Throughout his ruminations, Daniel finds it difficult to escape the idea of Judaism having a mission. He quotes the renowned French classicist and historian Pierre Vidal-Naquet to summarize his own feelings: "The paradox of Israel is that it is both the accomplishment of a dream of normalization--having finally, like other countries, customs inspectors, prisons, and judges to fill these prisons--and the embodiment of a very old messianism that aims to create a righteous city. I myself feel this keenly, and, to give a clear example, an Israeli torturer...makes me more indignant than a French torturer."
Such sentiments are widely shared by both Jews and non-Jews. When Jews defend Israel by pointing to the abuses of other regimes (including those surrounding Israel) that are far worse, we are often told, "But you are supposed to be better!" Jews are supposed to be better because they have suffered, and because they are chosen. This, Daniel points out, is the Jewish prison.
He knows the character and history of Israel's opponents: "I have long been aware of the fact that Palestinian nationalism was born and developed, thanks to the Israelis. Arabs don't like to be reminded of this." But at the same time, Daniel does not turn away from the brutality, the suffering, and the conflict that has engulfed Israel and its enemies throughout the twentieth century.
The turning point of Israel's reputation in the larger world and of its own struggle to reconcile conquest with holiness was the 1967 war. With that victory, Israel suddenly became the custodian of territories it never previously aspired to own.
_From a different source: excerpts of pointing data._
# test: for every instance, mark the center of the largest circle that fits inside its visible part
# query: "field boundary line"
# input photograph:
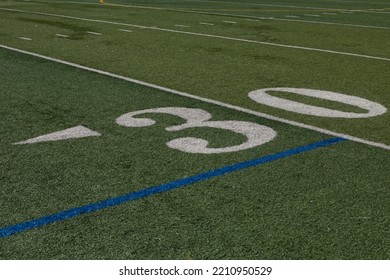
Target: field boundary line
(162, 188)
(205, 35)
(207, 100)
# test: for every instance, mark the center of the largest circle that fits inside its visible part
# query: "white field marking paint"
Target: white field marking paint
(207, 100)
(216, 36)
(94, 33)
(125, 30)
(62, 35)
(70, 133)
(243, 16)
(328, 23)
(272, 44)
(373, 109)
(256, 134)
(273, 5)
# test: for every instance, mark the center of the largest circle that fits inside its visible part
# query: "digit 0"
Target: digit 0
(263, 97)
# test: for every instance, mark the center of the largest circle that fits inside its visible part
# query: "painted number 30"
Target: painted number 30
(256, 134)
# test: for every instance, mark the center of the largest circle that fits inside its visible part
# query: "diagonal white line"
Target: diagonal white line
(206, 35)
(207, 100)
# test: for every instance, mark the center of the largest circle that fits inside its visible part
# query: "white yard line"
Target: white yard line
(94, 33)
(212, 36)
(207, 100)
(224, 14)
(62, 35)
(328, 23)
(125, 30)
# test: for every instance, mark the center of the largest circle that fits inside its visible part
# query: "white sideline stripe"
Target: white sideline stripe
(203, 13)
(62, 35)
(125, 30)
(207, 100)
(94, 33)
(210, 35)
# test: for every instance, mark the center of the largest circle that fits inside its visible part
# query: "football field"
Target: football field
(194, 129)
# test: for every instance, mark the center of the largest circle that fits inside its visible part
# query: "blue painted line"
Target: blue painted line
(89, 208)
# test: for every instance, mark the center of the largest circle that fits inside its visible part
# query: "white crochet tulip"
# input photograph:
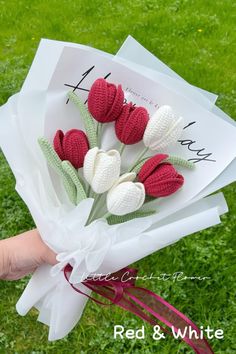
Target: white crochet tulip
(125, 196)
(163, 129)
(101, 169)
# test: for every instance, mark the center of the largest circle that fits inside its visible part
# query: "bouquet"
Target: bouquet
(115, 157)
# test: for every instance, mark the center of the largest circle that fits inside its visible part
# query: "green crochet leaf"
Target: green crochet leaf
(55, 162)
(73, 174)
(88, 120)
(116, 219)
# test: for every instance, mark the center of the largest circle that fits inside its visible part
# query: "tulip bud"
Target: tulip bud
(72, 146)
(163, 129)
(101, 169)
(125, 196)
(160, 179)
(105, 101)
(131, 124)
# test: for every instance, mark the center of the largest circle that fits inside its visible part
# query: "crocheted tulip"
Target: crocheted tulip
(105, 101)
(160, 179)
(125, 196)
(73, 146)
(163, 129)
(101, 169)
(131, 124)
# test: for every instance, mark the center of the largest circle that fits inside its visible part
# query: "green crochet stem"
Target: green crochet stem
(73, 174)
(175, 160)
(88, 120)
(55, 162)
(116, 219)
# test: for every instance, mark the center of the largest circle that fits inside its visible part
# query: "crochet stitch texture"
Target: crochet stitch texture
(73, 146)
(131, 124)
(105, 101)
(160, 179)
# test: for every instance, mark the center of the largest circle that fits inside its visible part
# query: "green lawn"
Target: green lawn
(197, 39)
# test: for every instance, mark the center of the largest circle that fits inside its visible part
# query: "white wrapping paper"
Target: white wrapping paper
(100, 248)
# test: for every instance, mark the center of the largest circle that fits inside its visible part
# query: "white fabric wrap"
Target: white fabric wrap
(99, 248)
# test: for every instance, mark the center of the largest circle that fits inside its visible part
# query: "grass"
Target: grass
(197, 39)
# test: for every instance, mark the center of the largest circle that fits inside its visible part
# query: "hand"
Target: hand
(21, 255)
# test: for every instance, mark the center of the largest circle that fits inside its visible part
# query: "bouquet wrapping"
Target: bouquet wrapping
(43, 107)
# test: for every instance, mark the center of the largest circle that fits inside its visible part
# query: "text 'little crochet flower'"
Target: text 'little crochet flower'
(163, 129)
(73, 146)
(105, 101)
(101, 169)
(131, 124)
(125, 196)
(160, 179)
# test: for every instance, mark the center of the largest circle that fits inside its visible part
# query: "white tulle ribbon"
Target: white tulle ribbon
(83, 247)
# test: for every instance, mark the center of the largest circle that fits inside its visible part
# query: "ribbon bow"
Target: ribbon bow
(120, 289)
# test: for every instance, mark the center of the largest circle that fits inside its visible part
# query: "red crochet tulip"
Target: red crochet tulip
(131, 124)
(72, 146)
(160, 179)
(105, 101)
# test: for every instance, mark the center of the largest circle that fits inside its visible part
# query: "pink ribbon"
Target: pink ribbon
(145, 304)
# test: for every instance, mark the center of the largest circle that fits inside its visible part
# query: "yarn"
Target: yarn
(73, 146)
(131, 124)
(160, 179)
(105, 101)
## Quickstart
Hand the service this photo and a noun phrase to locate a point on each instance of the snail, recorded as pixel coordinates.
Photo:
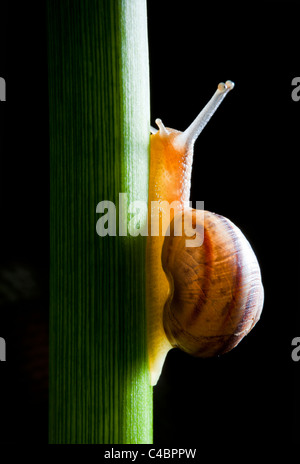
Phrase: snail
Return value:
(202, 299)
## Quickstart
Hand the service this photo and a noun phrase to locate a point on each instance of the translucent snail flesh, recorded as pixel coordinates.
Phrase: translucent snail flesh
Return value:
(202, 299)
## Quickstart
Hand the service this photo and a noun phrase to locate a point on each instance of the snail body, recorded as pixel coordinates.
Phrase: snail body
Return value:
(202, 299)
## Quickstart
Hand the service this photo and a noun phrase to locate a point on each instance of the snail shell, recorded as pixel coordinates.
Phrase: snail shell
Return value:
(202, 299)
(216, 294)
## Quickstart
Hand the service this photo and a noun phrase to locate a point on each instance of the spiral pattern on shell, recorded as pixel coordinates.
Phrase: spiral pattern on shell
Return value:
(216, 293)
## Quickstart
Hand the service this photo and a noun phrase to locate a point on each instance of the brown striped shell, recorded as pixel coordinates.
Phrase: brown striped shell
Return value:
(216, 294)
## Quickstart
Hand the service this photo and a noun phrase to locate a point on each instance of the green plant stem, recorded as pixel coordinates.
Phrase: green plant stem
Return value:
(99, 147)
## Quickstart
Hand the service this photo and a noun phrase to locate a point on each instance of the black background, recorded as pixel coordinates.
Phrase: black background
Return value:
(244, 168)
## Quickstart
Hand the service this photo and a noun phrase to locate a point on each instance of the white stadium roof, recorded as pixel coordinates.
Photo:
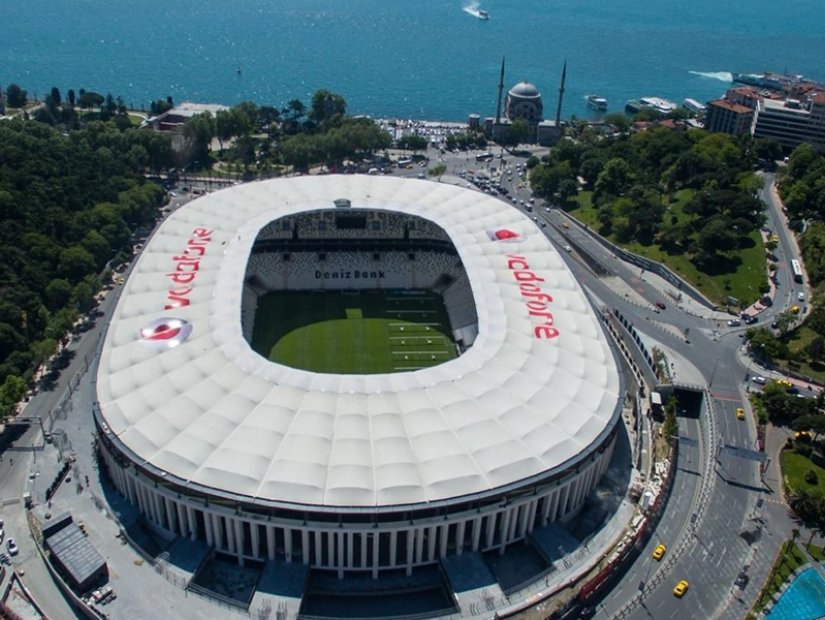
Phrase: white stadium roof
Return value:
(213, 413)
But now the question of controlling them or giving them back was fraught. "We might even say that all revolutionary countries have to confront the problems of the goal and the means to it, of betraying principles to preserve existence, or denying freedom to enemies of freedom." He goes on to say, in a careful sentence, "We should accept the idea of Zionism is a movement of liberation that was perceived as an act of colonization."
Reading this book, I was reminded of Balzac's famous observation, that every great fortune is founded on a great crime. Similarly, every country is founded in part on a crime. Fortunate are those countries whose crime has passed out of historical memory. Some--for example England in 1066—are remembered only as history. Some, as with America and Native Americans, still dispute the question, but it is largely outside of the collective consciousness.
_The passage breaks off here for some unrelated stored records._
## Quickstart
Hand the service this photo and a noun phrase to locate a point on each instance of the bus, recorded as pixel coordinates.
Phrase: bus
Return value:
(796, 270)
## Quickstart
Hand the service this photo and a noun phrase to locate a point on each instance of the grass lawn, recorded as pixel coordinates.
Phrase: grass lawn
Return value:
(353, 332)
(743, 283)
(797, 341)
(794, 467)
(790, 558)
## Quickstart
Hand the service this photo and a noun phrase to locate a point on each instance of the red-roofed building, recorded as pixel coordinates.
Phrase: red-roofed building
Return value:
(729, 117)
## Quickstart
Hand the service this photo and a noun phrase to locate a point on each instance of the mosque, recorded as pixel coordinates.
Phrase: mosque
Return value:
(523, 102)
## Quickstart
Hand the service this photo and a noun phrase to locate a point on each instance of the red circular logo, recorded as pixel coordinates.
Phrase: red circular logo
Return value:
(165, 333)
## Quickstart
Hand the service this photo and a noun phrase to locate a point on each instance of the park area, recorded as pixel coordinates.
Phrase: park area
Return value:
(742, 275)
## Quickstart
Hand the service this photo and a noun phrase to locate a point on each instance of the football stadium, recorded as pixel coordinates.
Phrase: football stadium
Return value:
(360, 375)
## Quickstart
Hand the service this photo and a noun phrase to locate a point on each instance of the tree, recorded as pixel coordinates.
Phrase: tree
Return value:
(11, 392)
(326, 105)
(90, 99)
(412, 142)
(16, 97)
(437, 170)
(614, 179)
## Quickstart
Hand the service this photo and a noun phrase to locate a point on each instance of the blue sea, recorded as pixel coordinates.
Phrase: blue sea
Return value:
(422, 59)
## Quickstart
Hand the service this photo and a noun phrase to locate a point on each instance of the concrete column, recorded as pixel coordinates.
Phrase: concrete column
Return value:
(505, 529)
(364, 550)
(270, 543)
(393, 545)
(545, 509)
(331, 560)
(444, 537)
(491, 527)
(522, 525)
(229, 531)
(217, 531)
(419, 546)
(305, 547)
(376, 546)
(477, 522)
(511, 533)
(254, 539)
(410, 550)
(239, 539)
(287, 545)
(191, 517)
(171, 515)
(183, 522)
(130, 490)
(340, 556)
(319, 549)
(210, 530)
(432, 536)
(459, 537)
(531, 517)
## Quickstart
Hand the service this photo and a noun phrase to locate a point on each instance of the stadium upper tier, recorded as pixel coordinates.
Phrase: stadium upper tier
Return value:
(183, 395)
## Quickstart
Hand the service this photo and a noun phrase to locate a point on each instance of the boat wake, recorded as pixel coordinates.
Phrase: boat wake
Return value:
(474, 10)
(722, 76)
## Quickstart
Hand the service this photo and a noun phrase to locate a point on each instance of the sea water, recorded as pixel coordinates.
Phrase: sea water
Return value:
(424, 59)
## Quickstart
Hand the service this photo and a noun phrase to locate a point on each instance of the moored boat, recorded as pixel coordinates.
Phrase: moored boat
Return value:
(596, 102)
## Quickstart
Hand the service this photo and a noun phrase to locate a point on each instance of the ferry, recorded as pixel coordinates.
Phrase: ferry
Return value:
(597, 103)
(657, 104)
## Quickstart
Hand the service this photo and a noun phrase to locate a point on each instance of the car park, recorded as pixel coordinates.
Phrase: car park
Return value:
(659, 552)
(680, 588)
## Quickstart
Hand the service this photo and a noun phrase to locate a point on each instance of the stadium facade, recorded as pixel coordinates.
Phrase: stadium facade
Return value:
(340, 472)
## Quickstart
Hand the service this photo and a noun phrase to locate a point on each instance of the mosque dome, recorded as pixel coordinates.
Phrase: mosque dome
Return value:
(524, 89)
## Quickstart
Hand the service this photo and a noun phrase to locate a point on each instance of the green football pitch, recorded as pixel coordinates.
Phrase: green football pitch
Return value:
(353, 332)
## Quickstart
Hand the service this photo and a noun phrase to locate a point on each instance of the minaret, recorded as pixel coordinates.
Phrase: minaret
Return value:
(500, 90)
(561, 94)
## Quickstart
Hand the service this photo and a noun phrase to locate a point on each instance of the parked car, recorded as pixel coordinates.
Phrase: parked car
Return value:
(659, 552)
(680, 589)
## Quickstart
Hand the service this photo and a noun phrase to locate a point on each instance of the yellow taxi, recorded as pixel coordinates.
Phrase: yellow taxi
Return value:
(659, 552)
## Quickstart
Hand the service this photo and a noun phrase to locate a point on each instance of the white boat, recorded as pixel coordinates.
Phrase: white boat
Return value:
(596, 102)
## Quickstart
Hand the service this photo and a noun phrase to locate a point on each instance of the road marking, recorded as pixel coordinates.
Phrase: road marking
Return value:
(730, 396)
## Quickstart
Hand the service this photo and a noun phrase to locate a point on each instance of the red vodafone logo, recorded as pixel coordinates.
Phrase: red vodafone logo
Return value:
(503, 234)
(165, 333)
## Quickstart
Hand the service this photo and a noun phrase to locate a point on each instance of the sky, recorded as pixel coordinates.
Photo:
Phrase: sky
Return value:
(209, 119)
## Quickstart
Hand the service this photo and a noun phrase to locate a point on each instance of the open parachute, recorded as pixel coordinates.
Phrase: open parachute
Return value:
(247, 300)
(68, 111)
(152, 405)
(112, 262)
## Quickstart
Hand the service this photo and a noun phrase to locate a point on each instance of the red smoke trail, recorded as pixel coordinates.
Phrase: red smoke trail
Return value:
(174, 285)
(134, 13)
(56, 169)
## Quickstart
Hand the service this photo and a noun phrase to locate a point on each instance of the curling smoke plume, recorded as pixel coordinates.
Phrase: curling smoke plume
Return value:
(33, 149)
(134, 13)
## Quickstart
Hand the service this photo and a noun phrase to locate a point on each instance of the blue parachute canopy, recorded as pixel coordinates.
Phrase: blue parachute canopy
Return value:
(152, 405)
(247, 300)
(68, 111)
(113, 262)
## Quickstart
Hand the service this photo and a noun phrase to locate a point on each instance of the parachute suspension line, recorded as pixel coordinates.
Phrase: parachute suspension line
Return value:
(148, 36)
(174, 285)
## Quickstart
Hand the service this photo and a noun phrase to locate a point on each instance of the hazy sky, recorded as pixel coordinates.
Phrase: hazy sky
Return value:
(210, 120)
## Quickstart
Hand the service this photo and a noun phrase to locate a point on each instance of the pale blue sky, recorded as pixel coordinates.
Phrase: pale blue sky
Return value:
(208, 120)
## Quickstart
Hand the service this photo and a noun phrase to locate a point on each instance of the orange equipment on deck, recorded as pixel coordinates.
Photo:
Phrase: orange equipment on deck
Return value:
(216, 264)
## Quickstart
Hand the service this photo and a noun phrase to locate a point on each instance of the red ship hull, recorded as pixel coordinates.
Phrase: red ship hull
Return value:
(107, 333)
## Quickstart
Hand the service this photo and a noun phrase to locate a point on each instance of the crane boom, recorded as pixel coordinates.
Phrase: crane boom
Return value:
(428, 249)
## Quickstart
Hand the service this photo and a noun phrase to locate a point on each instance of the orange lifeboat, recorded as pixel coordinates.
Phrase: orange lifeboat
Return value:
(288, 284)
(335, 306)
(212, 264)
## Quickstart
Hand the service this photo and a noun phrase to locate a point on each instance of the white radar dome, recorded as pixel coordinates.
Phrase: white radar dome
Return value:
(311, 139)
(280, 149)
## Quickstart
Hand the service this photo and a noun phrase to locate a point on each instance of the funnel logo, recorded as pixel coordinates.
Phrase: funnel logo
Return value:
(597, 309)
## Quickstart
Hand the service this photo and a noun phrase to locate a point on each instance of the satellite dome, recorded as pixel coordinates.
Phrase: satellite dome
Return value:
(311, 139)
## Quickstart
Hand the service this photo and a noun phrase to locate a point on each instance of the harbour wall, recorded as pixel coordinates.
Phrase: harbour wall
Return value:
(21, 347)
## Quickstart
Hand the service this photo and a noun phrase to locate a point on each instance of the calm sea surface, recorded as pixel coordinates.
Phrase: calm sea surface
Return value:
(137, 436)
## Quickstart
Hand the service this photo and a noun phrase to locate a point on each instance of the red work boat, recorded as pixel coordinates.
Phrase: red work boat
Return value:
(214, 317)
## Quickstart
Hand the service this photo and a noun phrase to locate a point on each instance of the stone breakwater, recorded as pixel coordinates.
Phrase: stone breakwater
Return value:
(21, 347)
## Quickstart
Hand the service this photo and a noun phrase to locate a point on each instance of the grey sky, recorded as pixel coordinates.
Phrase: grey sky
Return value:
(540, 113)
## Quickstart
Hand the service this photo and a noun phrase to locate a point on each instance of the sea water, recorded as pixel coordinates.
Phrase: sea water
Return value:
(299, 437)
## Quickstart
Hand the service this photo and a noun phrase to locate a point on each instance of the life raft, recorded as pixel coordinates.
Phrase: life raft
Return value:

But Israel's founding, and all the suffering attendant to it, is in memory, and it still rankles Jew and Palestinian alike. There are so many crimes that made the state necessary and attended its creation--from anti-Semitism, to the Holocaust, to expulsions, to occupations, to wars--that it is inevitable that it can both be defended on grounds of necessity, and attacked on grounds of causing suffering.
Daniel's attachment to Judaism is a kind of mystic chord of memory. He dismisses the idea of God, or revelation--anything supernatural about Judaism or Jewish history: "I am less concerned with what God said than I am with the reasons for which He was made to say what He said."
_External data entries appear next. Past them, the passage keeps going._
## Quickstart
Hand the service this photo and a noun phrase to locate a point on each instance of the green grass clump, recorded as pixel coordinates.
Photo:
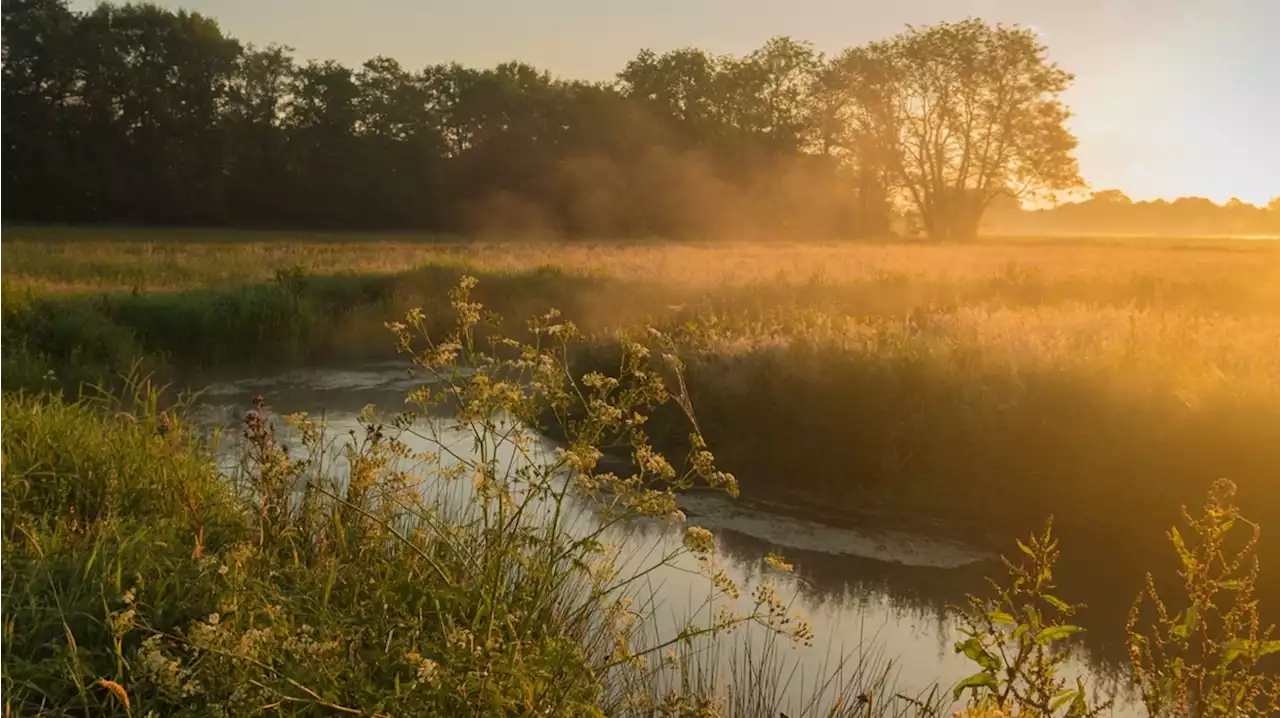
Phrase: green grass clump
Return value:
(141, 581)
(982, 385)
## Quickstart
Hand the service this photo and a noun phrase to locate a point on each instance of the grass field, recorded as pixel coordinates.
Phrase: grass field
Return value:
(1042, 374)
(984, 387)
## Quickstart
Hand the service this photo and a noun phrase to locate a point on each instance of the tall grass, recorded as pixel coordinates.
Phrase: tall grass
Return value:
(984, 384)
(488, 575)
(141, 581)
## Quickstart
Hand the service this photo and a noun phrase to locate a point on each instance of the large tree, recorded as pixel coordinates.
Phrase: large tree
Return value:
(960, 114)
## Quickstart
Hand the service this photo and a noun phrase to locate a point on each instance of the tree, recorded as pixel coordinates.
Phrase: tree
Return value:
(963, 113)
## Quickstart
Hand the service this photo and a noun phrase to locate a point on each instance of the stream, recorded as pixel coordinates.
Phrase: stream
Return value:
(872, 594)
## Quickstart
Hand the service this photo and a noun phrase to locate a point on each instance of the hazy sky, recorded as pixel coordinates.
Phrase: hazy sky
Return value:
(1171, 97)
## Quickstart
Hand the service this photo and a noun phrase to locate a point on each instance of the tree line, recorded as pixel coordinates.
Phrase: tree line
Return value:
(140, 114)
(1111, 211)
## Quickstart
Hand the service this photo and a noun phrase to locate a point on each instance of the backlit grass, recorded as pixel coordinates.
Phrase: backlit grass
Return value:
(1105, 380)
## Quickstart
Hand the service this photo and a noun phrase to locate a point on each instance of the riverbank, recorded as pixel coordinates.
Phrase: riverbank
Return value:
(976, 388)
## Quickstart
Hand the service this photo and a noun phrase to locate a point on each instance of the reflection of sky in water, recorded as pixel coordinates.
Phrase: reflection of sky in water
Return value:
(886, 593)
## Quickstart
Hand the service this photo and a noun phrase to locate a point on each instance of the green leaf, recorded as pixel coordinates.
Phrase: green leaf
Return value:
(976, 652)
(1185, 556)
(1054, 634)
(1057, 603)
(976, 681)
(1061, 699)
(1001, 618)
(1188, 625)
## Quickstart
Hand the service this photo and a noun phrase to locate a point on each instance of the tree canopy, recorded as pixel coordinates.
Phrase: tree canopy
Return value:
(138, 114)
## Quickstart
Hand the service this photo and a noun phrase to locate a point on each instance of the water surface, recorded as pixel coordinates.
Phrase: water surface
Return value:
(867, 591)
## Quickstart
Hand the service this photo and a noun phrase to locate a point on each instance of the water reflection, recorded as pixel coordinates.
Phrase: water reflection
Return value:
(883, 593)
Why then did Jews understand God to choose this tiny, beleaguered land? Why insert a people into history, when history is inevitably littered with the detritus of unrealized dreams? A people living in history and with dreams will always be struck by the gulf between reality and the promise.
For Daniel, Judaism is an exhortation to growth and betterment, but after the Holocaust and in a dangerous world this often collides with simple survival. Perhaps Judaism lives in the balance between these two imperatives. If that is indeed a prison, it is not primarily the Jewish people who have forged the bars.